How to Prevent Falls
Each year in the UK, around 500,000 children under the age of five go to the hospital because of an accident in the home. Falls are by far the most common kind of hazard, resulting in around 44% of all accidents. You should never leave a baby alone on a bed, changing table, or piece of furniture nor should they be allowed to play around the stairway. Childproofing your home often involves installing extra equipment. Invest in safety gates for problematic areas, magnetic locks, and corner protectors for any desks or coffee tables. While the latter may not prevent any falls, it could help lessen an injury.
How to Prevent Child Poisoning
Everything from plant fertiliser to cleaning products and medicines are a magnet to little hands. It’s important to be extra vigilant about where you store these kinds of products and not rely on the supposedly child-proof packaging. You’ll quickly be surprised about how resourceful your child can be when they’re curious. All of these kind of items need to be stored out of the way, preferably in a locked cabinet. Similarly, you should fix carbon monoxide alarms wherever there is a flame-burning appliance or an open fire.

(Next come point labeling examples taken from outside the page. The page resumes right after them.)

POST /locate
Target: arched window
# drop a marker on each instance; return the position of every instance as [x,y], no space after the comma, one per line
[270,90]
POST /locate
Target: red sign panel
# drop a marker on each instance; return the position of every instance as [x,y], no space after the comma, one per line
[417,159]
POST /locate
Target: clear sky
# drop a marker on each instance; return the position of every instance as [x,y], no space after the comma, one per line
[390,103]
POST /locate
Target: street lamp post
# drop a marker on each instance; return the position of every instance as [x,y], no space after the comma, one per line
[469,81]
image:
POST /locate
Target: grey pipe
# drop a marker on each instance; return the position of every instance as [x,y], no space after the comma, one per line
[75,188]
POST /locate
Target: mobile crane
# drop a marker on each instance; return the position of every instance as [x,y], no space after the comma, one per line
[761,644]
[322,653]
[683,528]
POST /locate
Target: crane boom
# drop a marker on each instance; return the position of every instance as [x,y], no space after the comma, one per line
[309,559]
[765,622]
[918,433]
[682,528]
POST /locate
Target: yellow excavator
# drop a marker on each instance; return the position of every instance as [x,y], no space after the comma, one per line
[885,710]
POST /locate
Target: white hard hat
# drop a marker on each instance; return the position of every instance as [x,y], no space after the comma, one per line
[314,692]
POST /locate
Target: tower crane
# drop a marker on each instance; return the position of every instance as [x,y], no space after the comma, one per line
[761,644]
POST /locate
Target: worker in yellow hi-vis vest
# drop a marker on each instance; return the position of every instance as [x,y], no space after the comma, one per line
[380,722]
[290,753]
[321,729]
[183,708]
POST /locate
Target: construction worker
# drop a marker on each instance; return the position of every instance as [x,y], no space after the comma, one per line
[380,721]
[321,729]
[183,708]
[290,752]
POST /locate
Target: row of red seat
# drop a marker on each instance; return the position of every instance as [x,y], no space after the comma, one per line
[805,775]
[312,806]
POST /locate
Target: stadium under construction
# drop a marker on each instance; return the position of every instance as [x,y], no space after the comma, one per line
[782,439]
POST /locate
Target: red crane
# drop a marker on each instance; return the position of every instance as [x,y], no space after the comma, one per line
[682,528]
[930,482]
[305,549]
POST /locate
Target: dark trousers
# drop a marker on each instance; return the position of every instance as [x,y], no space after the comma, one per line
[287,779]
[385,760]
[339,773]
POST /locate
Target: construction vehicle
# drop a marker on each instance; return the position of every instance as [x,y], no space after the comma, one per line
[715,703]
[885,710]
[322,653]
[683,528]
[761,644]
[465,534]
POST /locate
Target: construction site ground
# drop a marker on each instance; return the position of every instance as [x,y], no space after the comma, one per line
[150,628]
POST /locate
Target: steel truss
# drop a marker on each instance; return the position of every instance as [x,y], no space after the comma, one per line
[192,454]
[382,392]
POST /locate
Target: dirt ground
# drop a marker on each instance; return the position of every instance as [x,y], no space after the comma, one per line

Carbon monoxide is poisonous, but it’s also odourless and invisible so make sure that all of your appliances are serviced regularly and that any areas for ventilation are left clear.
How to Prevent Scalds and Burns
When preparing a bath for your child, put cold water into the bath first before adding the hot water. Before placing your child in the bath, you should always test the temperature of the water with your elbow rather than your hand. You wash your hands with hot water everyday so they’re more accustomed to hot temperatures than the rest of your body is. Never leave a child alone in the bath, even for a moment, as they may play with the hot tap and scald themselves and any other children with them. To further prevent accidents like this, you can fit a thermostatic mixing valve to your bath’s hot tap to regulate the temperature.
While you can’t wrap your child up in cotton wool, with a little attention to detail you can help to prevent many common accidents. This will no doubt be both an exciting and scary time for you so try to get your home fitted with the essentials as early as possible.